If your customer base is so broud that you can't define a clear outcome for your nitche, your company probably isnt focused enough. Especially for a start up.
Take for instance, customer support Agent , that is supposed to resolve tickets. Assuming it resolves around 30% tickets by an objective measure. Do you think that cannot be captured and agreed upon by both sides?
Already, today, human customer support agents' performance is measured in ticket resolution, and the Goodhart's Law consequences of that are trivial visible to anyone that's ever tried to get a ticket actually resolved, as opposed to simply marked "resolved" in a ticketing system somewhere…

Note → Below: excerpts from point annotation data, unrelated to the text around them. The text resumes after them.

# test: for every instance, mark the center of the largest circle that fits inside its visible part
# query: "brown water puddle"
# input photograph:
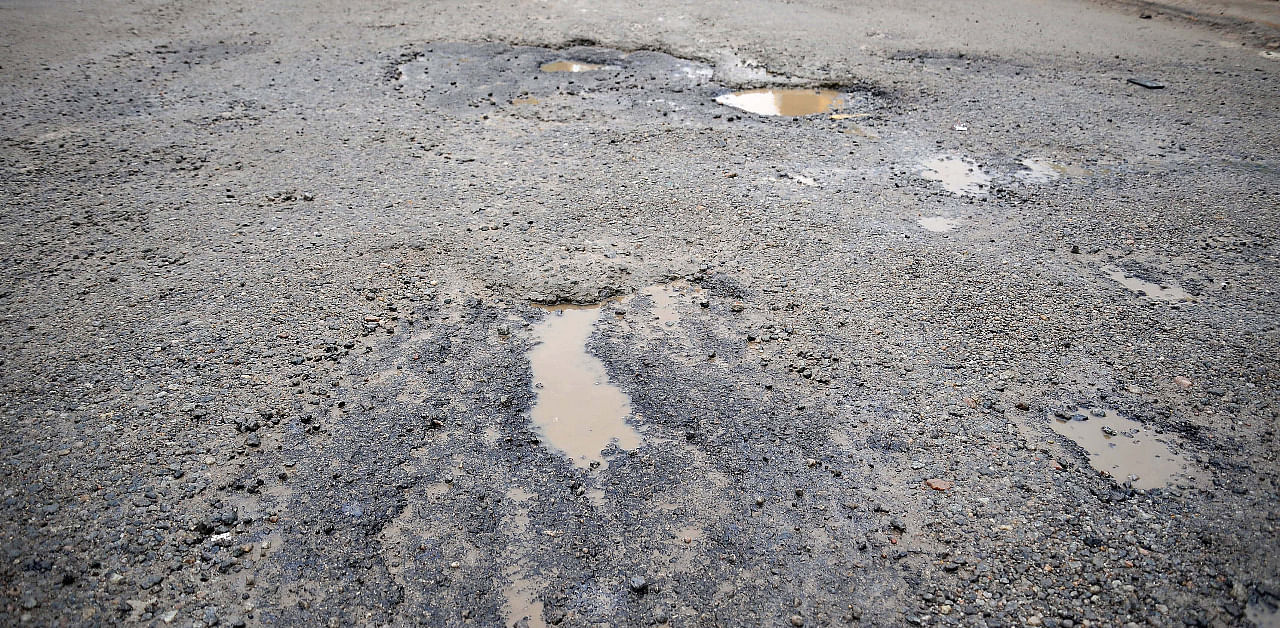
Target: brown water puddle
(577, 409)
(570, 67)
(520, 606)
(784, 101)
(1123, 448)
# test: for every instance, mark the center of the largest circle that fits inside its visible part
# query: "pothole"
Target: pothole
(476, 79)
(937, 224)
(577, 409)
(784, 101)
(570, 67)
(1151, 289)
(959, 175)
(1123, 448)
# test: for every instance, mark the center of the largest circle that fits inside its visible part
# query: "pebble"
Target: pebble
(638, 585)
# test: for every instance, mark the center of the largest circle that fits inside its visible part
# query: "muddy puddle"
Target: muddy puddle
(520, 605)
(1042, 170)
(577, 411)
(784, 101)
(1123, 448)
(959, 175)
(1151, 289)
(570, 67)
(937, 224)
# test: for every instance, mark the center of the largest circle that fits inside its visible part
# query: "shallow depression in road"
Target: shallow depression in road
(1143, 288)
(1121, 448)
(958, 175)
(777, 101)
(570, 67)
(577, 409)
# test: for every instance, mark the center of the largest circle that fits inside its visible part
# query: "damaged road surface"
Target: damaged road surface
(737, 314)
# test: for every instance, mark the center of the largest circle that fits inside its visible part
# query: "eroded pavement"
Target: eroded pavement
(490, 316)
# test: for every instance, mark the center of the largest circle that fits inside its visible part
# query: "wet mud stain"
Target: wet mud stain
(663, 303)
(520, 606)
(958, 175)
(777, 101)
(937, 224)
(1042, 170)
(1151, 289)
(577, 409)
(1123, 448)
(570, 67)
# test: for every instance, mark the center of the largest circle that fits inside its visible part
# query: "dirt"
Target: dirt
(275, 276)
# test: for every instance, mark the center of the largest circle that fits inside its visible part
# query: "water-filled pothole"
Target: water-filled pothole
(1121, 448)
(570, 67)
(958, 175)
(577, 409)
(784, 101)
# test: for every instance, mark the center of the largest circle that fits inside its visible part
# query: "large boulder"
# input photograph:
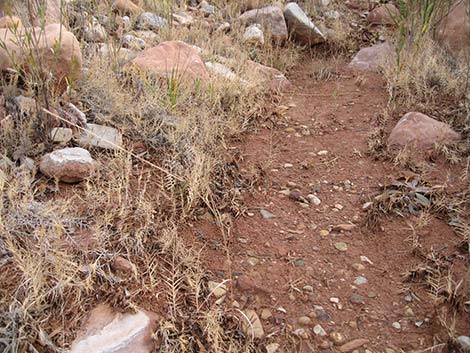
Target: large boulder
(69, 165)
(370, 58)
(172, 58)
(57, 50)
(270, 18)
(301, 27)
(383, 15)
(419, 131)
(454, 29)
(107, 330)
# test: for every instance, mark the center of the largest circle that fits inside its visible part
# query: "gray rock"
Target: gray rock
(301, 27)
(100, 136)
(148, 20)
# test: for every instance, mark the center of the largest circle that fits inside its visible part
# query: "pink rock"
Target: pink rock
(454, 29)
(420, 131)
(271, 18)
(172, 58)
(383, 15)
(108, 331)
(370, 58)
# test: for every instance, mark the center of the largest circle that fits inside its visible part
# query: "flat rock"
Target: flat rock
(69, 165)
(108, 331)
(421, 132)
(301, 27)
(100, 136)
(270, 18)
(172, 58)
(370, 58)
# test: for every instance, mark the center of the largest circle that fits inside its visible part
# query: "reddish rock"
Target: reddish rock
(420, 131)
(454, 29)
(69, 165)
(370, 58)
(64, 64)
(271, 18)
(274, 79)
(383, 15)
(172, 58)
(106, 330)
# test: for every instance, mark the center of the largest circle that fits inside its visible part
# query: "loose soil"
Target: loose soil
(272, 262)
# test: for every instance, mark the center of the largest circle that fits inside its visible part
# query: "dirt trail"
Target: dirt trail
(290, 264)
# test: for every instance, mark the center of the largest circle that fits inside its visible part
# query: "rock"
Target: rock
(356, 299)
(383, 15)
(421, 132)
(172, 58)
(183, 18)
(304, 321)
(319, 331)
(121, 264)
(454, 29)
(94, 32)
(130, 41)
(69, 165)
(271, 19)
(126, 7)
(254, 35)
(268, 76)
(360, 281)
(64, 65)
(464, 342)
(370, 58)
(148, 20)
(272, 347)
(266, 214)
(61, 134)
(253, 328)
(301, 27)
(337, 337)
(100, 136)
(109, 331)
(341, 246)
(218, 289)
(10, 22)
(352, 345)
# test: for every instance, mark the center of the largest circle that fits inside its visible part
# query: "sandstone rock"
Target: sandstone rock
(63, 64)
(383, 15)
(301, 27)
(454, 29)
(148, 20)
(10, 22)
(100, 136)
(126, 7)
(420, 131)
(253, 328)
(272, 78)
(172, 58)
(253, 35)
(69, 165)
(108, 331)
(370, 58)
(270, 18)
(61, 134)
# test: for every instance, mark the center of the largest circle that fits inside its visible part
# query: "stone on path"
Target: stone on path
(420, 131)
(69, 165)
(301, 27)
(108, 331)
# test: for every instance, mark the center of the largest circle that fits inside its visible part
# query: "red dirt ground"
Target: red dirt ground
(289, 250)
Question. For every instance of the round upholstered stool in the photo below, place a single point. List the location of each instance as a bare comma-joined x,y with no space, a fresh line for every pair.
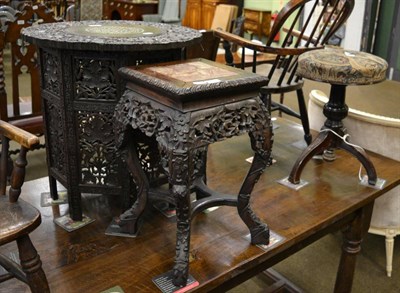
339,68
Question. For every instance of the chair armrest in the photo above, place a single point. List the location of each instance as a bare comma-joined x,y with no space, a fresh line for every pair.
262,48
19,135
297,34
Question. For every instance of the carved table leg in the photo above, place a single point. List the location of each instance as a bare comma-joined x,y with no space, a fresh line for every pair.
128,221
353,236
180,166
32,266
261,144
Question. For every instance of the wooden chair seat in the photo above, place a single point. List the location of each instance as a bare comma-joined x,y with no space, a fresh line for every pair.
16,219
304,31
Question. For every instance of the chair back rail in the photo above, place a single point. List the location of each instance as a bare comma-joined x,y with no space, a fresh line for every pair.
306,25
23,60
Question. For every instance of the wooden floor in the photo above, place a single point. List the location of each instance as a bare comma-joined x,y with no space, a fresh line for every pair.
87,260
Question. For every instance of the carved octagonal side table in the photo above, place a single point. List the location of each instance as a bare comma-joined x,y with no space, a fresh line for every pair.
80,88
186,106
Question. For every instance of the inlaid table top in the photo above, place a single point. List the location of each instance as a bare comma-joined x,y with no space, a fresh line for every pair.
118,35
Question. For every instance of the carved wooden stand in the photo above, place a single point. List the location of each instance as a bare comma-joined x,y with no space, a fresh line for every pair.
80,87
184,120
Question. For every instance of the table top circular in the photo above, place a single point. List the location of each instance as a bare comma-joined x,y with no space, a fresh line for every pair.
111,35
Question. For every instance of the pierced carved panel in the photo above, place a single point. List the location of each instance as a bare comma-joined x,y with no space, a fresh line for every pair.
55,140
95,79
51,73
98,156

Interesting. Let's take the case of infra spend on AWS. Amazon says you invoked serverless calls 100k times and you are charged for it. How are you trusting them?
The comparison doesn't quite hold because AWS is a utility; they aren't an arbiter of quality. Amazon charges for a serverless call regardless of whether your code worked or crashed. You pay for the effort (compute), which is verifiable and binary.
Once you shift to billing for outcomes like "resolutions," the vendor switches from a utility provider to the judge and jury of their own performance. At scale, that creates a "fox guarding the henhouse" dynamic. The friction of auditing those outcomes to ensure they aren't just Goodharted metrics eventually offsets the simplicity the model promises. Frankly, I just cannot and will not trust the judgment of tech companies who evangelize their own LLM outputs.
How do you verify AWS charges? By inspecting logs? There goes the arbiter.
I get the binary part. The biggest difference is the subjective component of outcome? However, a tech provider - especially Agent provider - has to bring down the subjective to a quantitative metric when selling. If that cannot be done, I am not sure what we are going to be buying from Agent builders/providers?